Vizslas have been nicknamed “the Velcro dog” because of their need to be stuck to your side all the time. They want to be on your lap, with you on the sofa, and generally in your face. Many people find this behavior annoying and would prefer a more-independent dog willing to hang out on their own. But Vizslas don’t hang out on their own—ever. They’re also very sensitive and require positive, consistent training and caregiving. If you use harsh techniques, they may shut down or resist, even refuse to work for you. A sensitive dog can be a challenge to train, even for people who’ve had experience with other breeds. They’re not like a Golden, a Labrador Retriever, or a Shetland Sheepdog, always willing to work for you. Vizslas are highly intelligent and are easily bored. They need an enthusiastic trainer who can remain calm, positive, and inventive no matter what. Each person in the family must be willing and able to follow a very positive and consistent dog-training routine. Reputable breeders will not sell a dog to a home that will not use positive training techniques. If you have a positive attitude toward life in general, and your dog in particular, and you’re willing to be flexible and creative in your training, this breed may suit you very well.

4. Vizslas are Thinkers. Can you Out-Think Them?

Vizslas love problem-solving. Unless you provide outlets for them to figure things out, they’ll invent their own games and behaviors that often involve finding edible or chewable objects, no matter how well hidden; or they’ll learn to open doors and cupboards. The best Vizsla owners provide jobs for their dogs to keep them happy, such as competitive Obedience, Agility, or Field Tests. These activities are best considered fun, long-term pursuits. The idea is that obedience or other training is its own reward and should not end after your dog has mastered basic manners or earned that first title. Vizslas need an ongoing occupation that allows them to learn and grow with you. As stewards of the breed, reputable breeders are acquiring and breeding Vizslas to improve the breed; therefore, they participate with our dogs in shows such as Conformation, Field Trials, Agility, and Obedience. Reputable breeders prefer to place their puppies with loving families willing to provide an active lifestyle for the dog.
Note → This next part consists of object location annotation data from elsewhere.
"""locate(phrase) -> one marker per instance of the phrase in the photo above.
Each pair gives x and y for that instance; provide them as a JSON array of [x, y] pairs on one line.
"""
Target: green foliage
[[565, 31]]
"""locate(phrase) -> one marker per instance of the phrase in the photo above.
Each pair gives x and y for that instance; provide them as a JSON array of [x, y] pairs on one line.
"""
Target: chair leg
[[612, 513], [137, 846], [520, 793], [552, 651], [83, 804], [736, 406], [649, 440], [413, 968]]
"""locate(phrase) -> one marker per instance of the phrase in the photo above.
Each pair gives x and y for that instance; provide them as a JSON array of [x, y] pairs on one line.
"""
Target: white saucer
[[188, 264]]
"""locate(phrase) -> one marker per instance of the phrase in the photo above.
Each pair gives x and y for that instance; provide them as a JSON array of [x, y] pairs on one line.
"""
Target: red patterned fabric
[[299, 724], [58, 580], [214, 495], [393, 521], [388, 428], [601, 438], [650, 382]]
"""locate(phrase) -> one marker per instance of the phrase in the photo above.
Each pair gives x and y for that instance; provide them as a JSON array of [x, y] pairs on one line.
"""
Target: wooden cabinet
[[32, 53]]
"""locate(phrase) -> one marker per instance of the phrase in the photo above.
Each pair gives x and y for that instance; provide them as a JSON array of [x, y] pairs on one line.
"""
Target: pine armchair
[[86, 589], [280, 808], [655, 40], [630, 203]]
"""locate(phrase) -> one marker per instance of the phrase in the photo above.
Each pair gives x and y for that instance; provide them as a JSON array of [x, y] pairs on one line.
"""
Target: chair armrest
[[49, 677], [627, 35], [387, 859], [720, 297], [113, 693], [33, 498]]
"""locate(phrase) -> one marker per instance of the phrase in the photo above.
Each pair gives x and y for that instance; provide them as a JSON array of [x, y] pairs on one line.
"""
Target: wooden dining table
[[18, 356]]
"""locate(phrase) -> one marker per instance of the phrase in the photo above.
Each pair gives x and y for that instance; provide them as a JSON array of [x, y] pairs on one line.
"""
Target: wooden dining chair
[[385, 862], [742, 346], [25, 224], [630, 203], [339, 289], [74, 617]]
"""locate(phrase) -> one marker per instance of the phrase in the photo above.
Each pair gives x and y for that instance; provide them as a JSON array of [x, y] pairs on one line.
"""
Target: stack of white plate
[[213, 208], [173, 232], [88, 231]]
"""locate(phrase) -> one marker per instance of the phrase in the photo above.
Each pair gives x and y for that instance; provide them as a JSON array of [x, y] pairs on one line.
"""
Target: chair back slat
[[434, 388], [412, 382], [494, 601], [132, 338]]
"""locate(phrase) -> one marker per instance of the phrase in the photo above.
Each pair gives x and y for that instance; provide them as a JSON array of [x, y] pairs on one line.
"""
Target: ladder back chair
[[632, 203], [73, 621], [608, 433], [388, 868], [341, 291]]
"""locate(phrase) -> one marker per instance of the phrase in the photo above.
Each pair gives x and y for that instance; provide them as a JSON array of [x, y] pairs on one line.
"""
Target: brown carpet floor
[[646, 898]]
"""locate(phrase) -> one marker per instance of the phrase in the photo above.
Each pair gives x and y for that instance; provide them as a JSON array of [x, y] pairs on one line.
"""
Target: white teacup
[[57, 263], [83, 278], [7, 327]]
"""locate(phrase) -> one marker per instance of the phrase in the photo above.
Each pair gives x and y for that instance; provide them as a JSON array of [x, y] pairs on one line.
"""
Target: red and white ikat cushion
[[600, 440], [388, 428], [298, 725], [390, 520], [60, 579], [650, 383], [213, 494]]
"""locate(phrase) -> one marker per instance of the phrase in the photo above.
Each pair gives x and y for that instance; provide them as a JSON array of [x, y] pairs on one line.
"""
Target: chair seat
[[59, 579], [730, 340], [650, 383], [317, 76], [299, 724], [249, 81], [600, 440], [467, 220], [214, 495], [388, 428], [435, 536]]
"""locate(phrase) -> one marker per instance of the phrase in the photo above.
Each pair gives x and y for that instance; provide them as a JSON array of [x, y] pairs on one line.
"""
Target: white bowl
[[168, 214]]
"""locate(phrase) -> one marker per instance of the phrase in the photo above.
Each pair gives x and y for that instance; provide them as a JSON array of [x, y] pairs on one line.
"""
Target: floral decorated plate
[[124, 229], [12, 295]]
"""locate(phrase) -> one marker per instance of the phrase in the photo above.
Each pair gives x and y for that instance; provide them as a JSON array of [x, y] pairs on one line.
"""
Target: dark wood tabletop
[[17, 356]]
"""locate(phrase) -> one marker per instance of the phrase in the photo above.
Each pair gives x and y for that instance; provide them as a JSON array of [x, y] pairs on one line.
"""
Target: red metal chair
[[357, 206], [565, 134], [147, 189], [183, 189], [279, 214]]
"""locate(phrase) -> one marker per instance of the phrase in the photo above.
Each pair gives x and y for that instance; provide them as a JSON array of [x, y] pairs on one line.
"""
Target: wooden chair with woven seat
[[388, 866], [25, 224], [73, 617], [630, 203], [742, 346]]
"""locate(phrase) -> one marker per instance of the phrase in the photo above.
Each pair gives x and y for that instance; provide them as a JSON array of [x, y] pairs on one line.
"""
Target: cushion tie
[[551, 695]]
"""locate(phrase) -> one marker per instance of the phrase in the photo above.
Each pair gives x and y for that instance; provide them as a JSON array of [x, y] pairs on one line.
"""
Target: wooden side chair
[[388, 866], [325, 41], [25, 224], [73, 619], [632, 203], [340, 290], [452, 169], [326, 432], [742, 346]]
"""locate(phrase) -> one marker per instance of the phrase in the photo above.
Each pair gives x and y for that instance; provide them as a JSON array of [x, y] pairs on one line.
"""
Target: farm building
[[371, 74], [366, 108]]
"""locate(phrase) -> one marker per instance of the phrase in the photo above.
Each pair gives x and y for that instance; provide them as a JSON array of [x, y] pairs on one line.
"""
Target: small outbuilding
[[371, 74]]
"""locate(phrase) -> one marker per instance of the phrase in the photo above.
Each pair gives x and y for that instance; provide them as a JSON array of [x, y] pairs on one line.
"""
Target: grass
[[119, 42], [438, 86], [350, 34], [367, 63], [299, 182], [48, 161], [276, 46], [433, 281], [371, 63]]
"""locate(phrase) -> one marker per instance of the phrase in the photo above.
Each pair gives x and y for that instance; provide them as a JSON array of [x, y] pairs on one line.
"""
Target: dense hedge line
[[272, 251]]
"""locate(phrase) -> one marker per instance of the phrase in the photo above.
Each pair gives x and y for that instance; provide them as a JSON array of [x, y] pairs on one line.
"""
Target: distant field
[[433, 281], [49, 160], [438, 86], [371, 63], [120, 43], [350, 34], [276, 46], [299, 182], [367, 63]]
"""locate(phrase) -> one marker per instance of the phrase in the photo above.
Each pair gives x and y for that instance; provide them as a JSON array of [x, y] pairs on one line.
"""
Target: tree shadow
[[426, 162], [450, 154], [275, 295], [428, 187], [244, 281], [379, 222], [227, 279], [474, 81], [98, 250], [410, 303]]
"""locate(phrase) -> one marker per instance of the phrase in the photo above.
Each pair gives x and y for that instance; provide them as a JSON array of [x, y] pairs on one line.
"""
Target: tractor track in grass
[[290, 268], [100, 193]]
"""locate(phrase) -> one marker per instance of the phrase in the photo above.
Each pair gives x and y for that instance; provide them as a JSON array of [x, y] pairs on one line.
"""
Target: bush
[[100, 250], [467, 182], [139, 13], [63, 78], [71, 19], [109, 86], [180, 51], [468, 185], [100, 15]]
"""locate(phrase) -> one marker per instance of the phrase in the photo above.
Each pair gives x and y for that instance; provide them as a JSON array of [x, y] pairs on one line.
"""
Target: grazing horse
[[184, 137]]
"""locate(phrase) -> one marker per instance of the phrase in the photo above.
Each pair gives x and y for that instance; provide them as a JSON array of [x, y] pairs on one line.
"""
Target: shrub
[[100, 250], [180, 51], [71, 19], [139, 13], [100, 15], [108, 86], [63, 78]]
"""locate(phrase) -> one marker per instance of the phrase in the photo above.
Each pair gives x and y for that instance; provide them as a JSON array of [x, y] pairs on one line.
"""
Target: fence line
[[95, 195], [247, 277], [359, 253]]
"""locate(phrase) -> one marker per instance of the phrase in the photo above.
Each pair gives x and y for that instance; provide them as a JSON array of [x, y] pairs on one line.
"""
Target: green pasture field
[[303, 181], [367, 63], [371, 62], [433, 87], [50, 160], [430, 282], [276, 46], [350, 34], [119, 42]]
If you’re seeking a performance dog, the Vizsla is an ideal partner. Because of their need to explore, Vizslas should not be left unsupervised at any age. They should be crated in their den (a kennel or crate) while you’re away from home or not paying attention to them. Proper crate-training protects a dog from potentially life-threatening situations in the home and also makes for a happier dog who is less likely to have separation anxiety and home-protection issues.